French President Sarkozy is showing a willingness to talk to Hamas, shifting away from the Quartet's conditions that Hamas officials here say are non-starters. These include recognizing Israel and renouncing violence, which Hamas defines as resistance to occupation. Expressions by Hamas in favor of a two-state solution would itself be enough of a reason to engage in dialogue, Sarkozy has indicated.

Tony Blair, the EU's Middle East envoy, told reporters last week the bottom line was not the Quartet's requirements for talking to Hamas. "The issue is not whether we talk to Hamas or not," Mr. Blair said. "The issue is whether there is a basis for talking that allows us to make progress on the two-state solution."

Senior Palestinian and Israeli officials met in Cairo on Sunday, as part of a renewed a diplomatic effort to reach a more durable cease-fire. Israel proposed an 18-month ceasefire; Hamas wants 12 months, a Hamas official told Reuters. Hamas also wants Egypt to reopen its Gaza border crossing, which has often been closed since the militant group took control of Gaza in 2007.

In Brussels Sunday, European Union foreign ministers held talks with their counterparts from Egypt, Jordan, Turkey, and the Palestinian Authority. The EU is eager to offer monitors, ships, and radar equipment to help secure Gaza's borders – and halt the smuggling of weapons by Hamas, the Associated Press reports.

Israel is allowing some supply convoys into Gaza, though its borders remain largely closed. Israeli officials say more than 125 trucks a day have been going into Gaza since the cease-fire began on Jan. 17, according to the Associated Press.

"As a result of this war, Hamas has become much more famous in the eyes of the international community, and it has brought the question of access to Gaza to the attention of the world," says Mkhaimar Abusada, a political scientist at Al-Azhar University in Gaza.

"If there is to be a continuation of the cease-fire, the borders will have to be opened, and one way or another, someone has to deal with Hamas," he says, pointing to countries that are considered US allies which already do – such as Egypt and Turkey – as well as countries in the European Union, which are moving in that direction.

"When President Barack Obama said that the crossings here should be reopened, I think that was a positive signal toward Hamas," Professor Abusada says.

But the prospect of Western nations softening their position toward Hamas isn't necessarily matched among Palestinians. The sheer scale of devastation here, and the sluggishness of the arrival of meaningful aid, has some Gazans questioning whether Hamas has brought real gains for its people.
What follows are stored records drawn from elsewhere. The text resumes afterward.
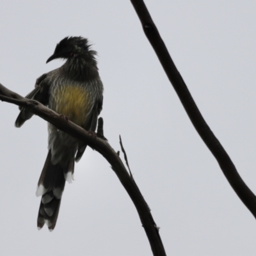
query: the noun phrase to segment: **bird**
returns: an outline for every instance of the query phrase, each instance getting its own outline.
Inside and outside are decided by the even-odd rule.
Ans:
[[[61,116],[94,132],[102,109],[103,84],[99,74],[97,52],[87,38],[67,36],[56,46],[46,63],[55,59],[65,62],[44,74],[26,98],[37,100]],[[20,127],[33,116],[20,107],[15,125]],[[95,134],[95,132],[94,132]],[[86,144],[48,123],[48,154],[37,184],[42,196],[37,227],[52,231],[56,226],[66,181],[73,179],[74,163],[82,157]]]

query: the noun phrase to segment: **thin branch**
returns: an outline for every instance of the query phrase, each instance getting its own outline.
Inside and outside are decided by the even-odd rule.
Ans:
[[[129,173],[130,173],[130,176],[131,176],[131,178],[132,179],[132,180],[133,180],[133,176],[132,176],[132,173],[131,173],[131,172],[130,166],[129,166],[127,155],[126,154],[125,150],[125,149],[124,149],[124,146],[123,146],[123,143],[122,142],[121,135],[119,135],[119,140],[120,140],[120,146],[121,146],[122,152],[123,154],[124,154],[124,159],[125,160],[126,165],[127,165],[127,167],[128,167],[129,172]]]
[[[95,149],[102,154],[111,164],[113,170],[132,200],[137,209],[142,226],[144,227],[148,237],[153,255],[155,256],[166,255],[158,228],[154,221],[147,204],[135,182],[129,176],[118,154],[115,152],[104,137],[103,122],[101,122],[100,121],[102,131],[100,131],[99,133],[104,138],[102,139],[98,137],[93,138],[89,132],[80,126],[76,125],[70,120],[61,118],[60,115],[45,107],[38,102],[28,100],[10,91],[1,84],[0,84],[0,100],[29,109],[31,112],[52,124],[60,130],[84,141],[92,148]]]
[[[256,197],[240,177],[228,155],[206,124],[177,69],[143,0],[131,0],[144,32],[196,131],[215,157],[237,196],[256,218]]]

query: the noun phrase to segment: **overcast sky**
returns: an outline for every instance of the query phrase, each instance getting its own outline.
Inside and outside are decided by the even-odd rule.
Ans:
[[[256,193],[256,2],[145,3],[207,122]],[[65,36],[93,43],[105,136],[120,150],[121,134],[168,255],[255,255],[256,221],[191,125],[129,0],[2,0],[0,33],[0,83],[22,95],[62,65],[45,61]],[[15,128],[18,113],[0,102],[0,255],[152,255],[132,201],[89,148],[66,185],[55,230],[37,230],[47,124],[33,116]]]

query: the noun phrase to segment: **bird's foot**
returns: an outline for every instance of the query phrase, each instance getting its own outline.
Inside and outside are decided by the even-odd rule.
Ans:
[[[97,133],[95,132],[93,132],[93,131],[89,131],[88,132],[89,135],[92,137],[92,139],[94,139],[97,137]]]

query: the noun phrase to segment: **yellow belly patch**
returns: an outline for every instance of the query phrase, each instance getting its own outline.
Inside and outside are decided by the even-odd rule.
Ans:
[[[83,88],[65,86],[56,89],[52,110],[64,115],[79,125],[83,125],[92,108],[88,93]]]

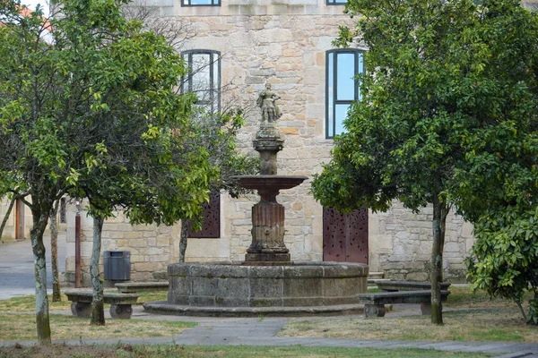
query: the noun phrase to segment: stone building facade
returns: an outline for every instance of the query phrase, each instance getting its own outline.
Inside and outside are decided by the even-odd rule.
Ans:
[[[357,97],[355,93],[338,98],[334,93],[339,88],[337,80],[338,83],[343,83],[343,89],[349,80],[334,69],[338,64],[342,69],[343,64],[354,61],[355,72],[361,71],[360,49],[348,51],[354,60],[343,56],[341,63],[335,62],[341,52],[332,52],[334,51],[332,41],[337,36],[338,27],[352,25],[355,20],[343,14],[343,5],[334,1],[154,0],[152,3],[159,16],[182,21],[195,33],[178,51],[216,56],[213,61],[218,61],[218,65],[211,66],[209,76],[213,83],[220,82],[224,89],[221,93],[221,107],[239,104],[251,108],[247,125],[239,135],[244,150],[253,150],[252,140],[260,118],[258,108],[254,108],[257,93],[269,82],[281,96],[279,106],[283,115],[277,127],[285,142],[278,155],[280,175],[311,177],[321,171],[322,163],[330,160],[333,132],[339,128],[339,119],[334,119],[338,108],[345,109],[346,99]],[[186,55],[185,58],[192,65],[189,61],[194,57]],[[340,115],[341,113],[342,110]],[[282,191],[278,197],[286,208],[285,243],[292,260],[324,260],[324,210],[314,200],[309,188],[307,181],[297,188]],[[255,195],[233,200],[221,193],[219,222],[215,224],[219,236],[189,239],[187,260],[243,260],[251,241],[250,210],[256,201]],[[74,237],[74,209],[68,208],[68,242]],[[85,214],[82,217],[82,266],[87,268],[91,219],[85,217]],[[447,277],[462,277],[463,259],[473,244],[472,226],[455,215],[447,220]],[[369,213],[365,227],[368,227],[368,247],[364,250],[369,252],[370,271],[384,271],[386,277],[395,278],[427,279],[431,251],[430,209],[413,214],[396,202],[386,213]],[[103,250],[131,251],[132,279],[158,279],[164,277],[162,274],[168,264],[177,261],[178,238],[178,226],[132,226],[118,213],[104,226]],[[74,268],[74,249],[70,244],[68,272]]]

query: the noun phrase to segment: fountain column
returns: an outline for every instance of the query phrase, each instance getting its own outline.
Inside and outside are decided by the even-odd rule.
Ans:
[[[263,122],[253,144],[260,153],[260,176],[276,175],[276,154],[282,149],[283,141],[274,123]],[[252,207],[252,243],[245,264],[290,262],[290,250],[284,244],[285,209],[276,201],[280,188],[265,184],[256,189],[261,200]]]

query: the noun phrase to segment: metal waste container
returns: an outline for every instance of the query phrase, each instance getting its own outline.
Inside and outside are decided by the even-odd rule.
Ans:
[[[131,279],[130,251],[104,251],[103,259],[106,280]]]

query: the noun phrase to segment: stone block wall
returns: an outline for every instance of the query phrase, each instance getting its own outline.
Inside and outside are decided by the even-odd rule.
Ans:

One family in the Zaitoun neighborhood south of Gaza City, an area particularly hard hit by the Israeli campaign, was picking through the debris of their half-crushed house over the weekend. Israeli tanks rolled through and destroyed several walls of their home. Now, they're using their shattered, old furniture for firewood.

They primarily blame Israel. But does Hamas share any responsibility? Zuhair Fatoum, the father of the family, frowns instead of answering directly. "We're not as strong as Israel," he says. "So the only way to get anything is through negotiations, not through missiles."

Battered but not beat, Hamas remains in control of Gaza. Its top local figures, Prime Minister Ismail Haniyeh and Dr. Mahmoud Zahhar, continue to keep their locations a secret, and have not come out in public because they believe they're still at risk of being targeted by Israel for assassination.

But other Hamas officials are in the spotlight again, and have been making the rounds of the most afflicted neighborhoods, promising to start distributing emergency aid. Hamas will not, said one senior Hamas figure as he toured an area of Zaitoun littered with squashed houses and hundreds of dead chickens, accept money that comes with strings attached.

"Our government will not accept the money to be a source of blackmailing," says Mohammed Awwad, a senior Hamas official. With a barb at the Fatah-run Palestinian Authority, he rejected the possibility of forces loyal to President Mahmous Abbas playing a key role. "We will not accept that anyone who failed to enter Gaza on the backs of tanks will come on the backs of building machines," he said.